ATLANTAGeorgia is one step closer to a legal sports betting market as a bill that would legalize the industry has passed through its first committee.

A 20-6 majority vote on Tuesday in the House Tourism and Economic Development Committee gave House Bill 86 the first green light on its quest toward becoming a law in 2021.

The most attractive part of this legislation for the Peach State is that the proposal would allow for lawmakers to approve and open the legal sports betting market without the need to amend the state’s constitution.

House Bill 86 Details

House Bill 86 would be a completely online and mobile sports betting industry in Georgia. No changes to the constitution of the state would be required if legislation is done in this manner without any land-based sportsbook venues mentioned.

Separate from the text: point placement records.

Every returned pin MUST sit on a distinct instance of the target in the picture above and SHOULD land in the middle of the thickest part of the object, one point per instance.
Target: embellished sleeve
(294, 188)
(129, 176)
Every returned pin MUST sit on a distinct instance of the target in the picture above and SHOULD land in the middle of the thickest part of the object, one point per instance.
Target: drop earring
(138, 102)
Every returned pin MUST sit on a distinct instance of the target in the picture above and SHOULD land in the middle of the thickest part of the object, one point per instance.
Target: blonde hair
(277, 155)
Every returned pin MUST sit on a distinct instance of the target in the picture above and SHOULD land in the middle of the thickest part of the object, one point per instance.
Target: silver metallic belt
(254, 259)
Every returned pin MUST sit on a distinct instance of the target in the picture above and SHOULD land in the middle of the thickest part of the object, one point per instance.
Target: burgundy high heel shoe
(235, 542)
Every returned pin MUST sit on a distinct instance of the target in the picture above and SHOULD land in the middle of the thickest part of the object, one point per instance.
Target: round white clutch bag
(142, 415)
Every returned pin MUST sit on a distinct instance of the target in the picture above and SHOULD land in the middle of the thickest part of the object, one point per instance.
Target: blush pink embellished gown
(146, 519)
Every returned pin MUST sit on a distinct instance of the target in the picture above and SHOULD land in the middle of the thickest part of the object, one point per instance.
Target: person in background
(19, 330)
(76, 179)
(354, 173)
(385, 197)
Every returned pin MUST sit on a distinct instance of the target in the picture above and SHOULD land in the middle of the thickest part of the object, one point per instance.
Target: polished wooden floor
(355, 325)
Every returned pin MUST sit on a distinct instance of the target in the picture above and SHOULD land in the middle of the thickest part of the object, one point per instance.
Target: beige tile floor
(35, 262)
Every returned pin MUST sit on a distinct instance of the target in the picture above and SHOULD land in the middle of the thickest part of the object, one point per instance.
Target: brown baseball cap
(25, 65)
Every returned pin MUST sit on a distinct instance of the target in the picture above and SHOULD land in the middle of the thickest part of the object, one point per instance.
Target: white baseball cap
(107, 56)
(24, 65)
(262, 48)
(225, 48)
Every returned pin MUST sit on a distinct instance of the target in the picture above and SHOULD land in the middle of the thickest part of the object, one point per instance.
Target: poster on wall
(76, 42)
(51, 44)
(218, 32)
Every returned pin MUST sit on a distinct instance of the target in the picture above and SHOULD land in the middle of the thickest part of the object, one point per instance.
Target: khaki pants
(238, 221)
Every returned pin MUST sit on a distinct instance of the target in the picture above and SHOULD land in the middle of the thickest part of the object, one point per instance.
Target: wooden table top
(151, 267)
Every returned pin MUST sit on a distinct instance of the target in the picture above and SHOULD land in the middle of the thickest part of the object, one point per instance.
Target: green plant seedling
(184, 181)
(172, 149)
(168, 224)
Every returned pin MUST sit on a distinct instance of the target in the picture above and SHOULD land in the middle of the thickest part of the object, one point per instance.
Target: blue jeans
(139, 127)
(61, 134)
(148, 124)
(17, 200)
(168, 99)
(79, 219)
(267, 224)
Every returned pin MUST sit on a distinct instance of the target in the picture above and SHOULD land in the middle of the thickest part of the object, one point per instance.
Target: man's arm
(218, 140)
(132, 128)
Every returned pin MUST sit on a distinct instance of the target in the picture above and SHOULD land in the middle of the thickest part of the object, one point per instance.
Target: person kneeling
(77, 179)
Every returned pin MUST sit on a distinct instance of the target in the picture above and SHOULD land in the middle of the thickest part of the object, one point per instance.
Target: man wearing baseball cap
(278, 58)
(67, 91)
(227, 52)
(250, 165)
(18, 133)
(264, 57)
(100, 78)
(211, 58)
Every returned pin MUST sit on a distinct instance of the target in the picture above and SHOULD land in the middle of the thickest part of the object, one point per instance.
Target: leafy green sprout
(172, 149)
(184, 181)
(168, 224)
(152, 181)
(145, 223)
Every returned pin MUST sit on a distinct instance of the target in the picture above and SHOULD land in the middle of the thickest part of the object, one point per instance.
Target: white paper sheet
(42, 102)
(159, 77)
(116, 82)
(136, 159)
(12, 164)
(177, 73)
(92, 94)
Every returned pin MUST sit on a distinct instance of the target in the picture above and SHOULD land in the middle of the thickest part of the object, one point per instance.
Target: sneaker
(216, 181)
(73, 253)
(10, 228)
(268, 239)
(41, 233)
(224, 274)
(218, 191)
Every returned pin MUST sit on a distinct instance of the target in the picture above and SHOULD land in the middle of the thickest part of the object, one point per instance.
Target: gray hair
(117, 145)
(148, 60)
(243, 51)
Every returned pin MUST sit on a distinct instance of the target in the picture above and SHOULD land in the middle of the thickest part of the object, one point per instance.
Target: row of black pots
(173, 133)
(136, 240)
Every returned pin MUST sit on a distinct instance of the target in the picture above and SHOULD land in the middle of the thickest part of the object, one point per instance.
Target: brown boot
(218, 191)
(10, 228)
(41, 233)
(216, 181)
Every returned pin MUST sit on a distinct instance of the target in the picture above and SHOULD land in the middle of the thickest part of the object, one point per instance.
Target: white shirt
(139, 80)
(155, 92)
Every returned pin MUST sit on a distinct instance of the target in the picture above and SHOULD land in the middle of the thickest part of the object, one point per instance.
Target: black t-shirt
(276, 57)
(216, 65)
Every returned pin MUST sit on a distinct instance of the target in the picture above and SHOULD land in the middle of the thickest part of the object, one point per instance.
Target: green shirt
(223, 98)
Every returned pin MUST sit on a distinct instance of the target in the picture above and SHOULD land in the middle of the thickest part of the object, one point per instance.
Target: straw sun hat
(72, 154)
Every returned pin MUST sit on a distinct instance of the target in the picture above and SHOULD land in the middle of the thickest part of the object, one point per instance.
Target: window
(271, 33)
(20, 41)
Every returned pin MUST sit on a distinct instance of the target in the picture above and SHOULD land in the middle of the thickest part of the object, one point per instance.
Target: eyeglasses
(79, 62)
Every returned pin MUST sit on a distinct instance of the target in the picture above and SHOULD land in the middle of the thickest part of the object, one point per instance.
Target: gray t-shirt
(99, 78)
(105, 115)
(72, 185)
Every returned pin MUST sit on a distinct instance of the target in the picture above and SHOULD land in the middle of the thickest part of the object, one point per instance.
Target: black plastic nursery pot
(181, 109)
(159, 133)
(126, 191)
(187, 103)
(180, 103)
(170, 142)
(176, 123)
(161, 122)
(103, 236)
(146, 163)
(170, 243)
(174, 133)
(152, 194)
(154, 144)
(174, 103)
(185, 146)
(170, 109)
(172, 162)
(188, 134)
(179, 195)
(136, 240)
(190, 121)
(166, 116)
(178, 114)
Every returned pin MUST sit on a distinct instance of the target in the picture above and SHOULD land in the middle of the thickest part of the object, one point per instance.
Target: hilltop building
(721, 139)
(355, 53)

The Georgia Lottery is named as the regulator of the market which is another reason why GA HB 86 would be able to bypass a constitutional amendment.

The Georgia Lottery is already a legal gambling outlet and would be in charge of overseeing the entire sports wagering industry. There is no cap within the current draft that says how many licensed operators the lottery could accept.

Sports bettors 21 and over anywhere inside the state lines could access the online and mobile sports betting applications to gamble on professional sports matchups.

But, collegiate sports betting is banned under House Bill 86.

There is a 14% tax rate on all GGR required from sportsbook operators with that money going toward the HOPE Scholarship. It is projected that sports betting in Georgia would generate around $40 million a year for the Scholarship. However, naysayers say that there is already over $1 billion reserved for the HOPE Scholarship through the lottery should they need to tap into those reserves, making $40 million a year a very small addition to the cause when it would mean having to make sports betting legal to get it.

Yet plenty are in favor of this legislation like the Georgia Professional Sports Integrity Alliance that is made up of the Atlanta Braves, the Atlanta Falcons, the Atlanta Hawks, and the Atlanta United.

Sports wagering occurs in Georgia every day without any profit to the economy. These professional teams believe that a regulated and state-sanctioned market would make it safer for the consumer, add profit to the state, and create a larger fan base for their sports teams which in turn creates more money for their franchises.

“It’s for fan participation,” said Representative Ron Stephens (R-Savannah), Sponsor of GA HB 86. “As I said earlier, the stands are empty. They believe that fan engagement is what sports betting is all about. We can legitimize it, if you will, through the lottery. If you’re going to do it offshore, why don’t we collect the revenue here in Georgia?”

While opposition fears addiction issues should gambling on sports become legal, the Georgia Lottery already puts $400,000 a year toward addiction programs.

These programs are open to all Georgians statewide and are free of cost to them. Since this is an issue that is already being taken care of, it shouldn’t raise too many problems for legalization of sports betting as the legislative process for GA HB 86 continues moving forward.

What’s Next For Georgia?

Sports betting legalization in Georgia is building momentum in the Georgia General Assembly with House Bill 86. The session adjourns for the year on April 2.

A decision on a legal mobile and online sports wagering industry for Georgia will need to be made by then through policymaker votes.

There is no date set yet for the next hearing. But, in terms of a favorable outcome, it looks as though the Peach State is tipping toward the side of legalizing the activity this year.